Managing Streaming Data with Errors

Introduction

In this tutorial, let's learn how you can handle streaming data that has errors (e.g., events that do not have values for certain attributes). WSO2 Streaming Integrator allows you to log such events, direct them to a separate stream or store them in a data store. If these errors occur at the time of publishing (e.g., due to a connection error), WSO2 SI also provides the option to wait and then resume to publish once the connection is stable again. For detailed information about different ways to handle errors, see the Handling Errors guide.
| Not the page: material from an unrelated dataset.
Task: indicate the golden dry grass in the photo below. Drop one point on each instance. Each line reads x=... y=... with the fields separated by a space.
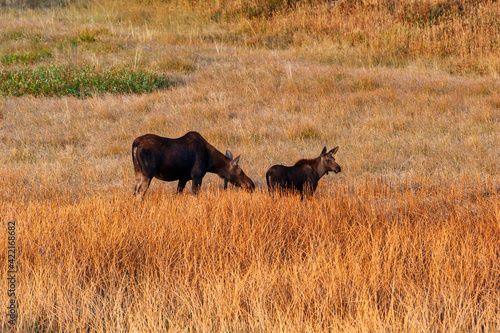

In this scenario, you are handling erroneous events by directing them to a MySQL store.

Before you begin:

In order to save streaming data with errors in a MySQL store, complete the following prerequisites.
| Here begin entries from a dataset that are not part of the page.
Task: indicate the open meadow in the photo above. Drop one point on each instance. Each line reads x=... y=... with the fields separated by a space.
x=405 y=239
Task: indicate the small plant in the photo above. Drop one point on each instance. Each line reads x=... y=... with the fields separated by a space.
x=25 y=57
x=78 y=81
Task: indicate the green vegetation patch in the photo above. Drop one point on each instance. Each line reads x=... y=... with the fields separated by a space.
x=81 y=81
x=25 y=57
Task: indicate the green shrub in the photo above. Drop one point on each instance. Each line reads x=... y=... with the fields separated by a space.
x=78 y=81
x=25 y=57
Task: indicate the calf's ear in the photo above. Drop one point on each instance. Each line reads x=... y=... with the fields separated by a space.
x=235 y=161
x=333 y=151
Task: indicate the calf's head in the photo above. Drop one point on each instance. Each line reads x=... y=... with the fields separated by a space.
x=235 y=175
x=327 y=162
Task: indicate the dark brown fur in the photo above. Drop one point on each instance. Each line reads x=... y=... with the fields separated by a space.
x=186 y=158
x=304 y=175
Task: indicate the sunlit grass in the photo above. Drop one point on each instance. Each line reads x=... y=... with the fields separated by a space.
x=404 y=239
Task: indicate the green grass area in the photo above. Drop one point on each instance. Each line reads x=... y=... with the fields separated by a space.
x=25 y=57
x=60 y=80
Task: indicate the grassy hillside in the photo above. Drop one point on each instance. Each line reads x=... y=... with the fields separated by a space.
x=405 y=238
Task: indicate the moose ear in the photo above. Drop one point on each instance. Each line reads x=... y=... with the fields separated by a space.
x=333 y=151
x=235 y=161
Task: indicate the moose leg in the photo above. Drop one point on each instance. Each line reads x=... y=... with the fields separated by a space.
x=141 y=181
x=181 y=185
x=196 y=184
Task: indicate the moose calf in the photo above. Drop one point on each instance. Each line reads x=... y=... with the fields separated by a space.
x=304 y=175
- Start the SI server by navigating to the <SI_HOME>/bin directory and issuing one of the following commands as appropriate, based on your operating system:

- For Windows: streaming-integrator.bat

- For Linux: sh server.sh

The following log appears in the Streaming Integrator console once you have successfully started the server.

INFO {org.wso2.carbon.kernel.internal.CarbonStartupHandler} - WSO2 Streaming Integrator started in 4.240 sec
- You need to have access to a MySQL instance.

Tutorial steps

Step 1: Create the data store

Let's create the MySQL data store in which the events with errors can be saved. To do this, follow the steps below:

  1. Download the MySQL JDBC driver from the MySQL site.

  2. Unzip the archive.

  3. Copy the mysql-connector-java-5.1.45-bin.jar to the <SI_HOME>/lib directory.

  4. Start the MySQL server as follows:

    mysql -u <USERNAME> -p <PASSWORD>

  5. Create a new database named use siddhierrorstoredb; by issuing the following command in the MySQL console.

    mysql> create database siddhierrorstoredb;

  6. To switch to the new database, issue the following command.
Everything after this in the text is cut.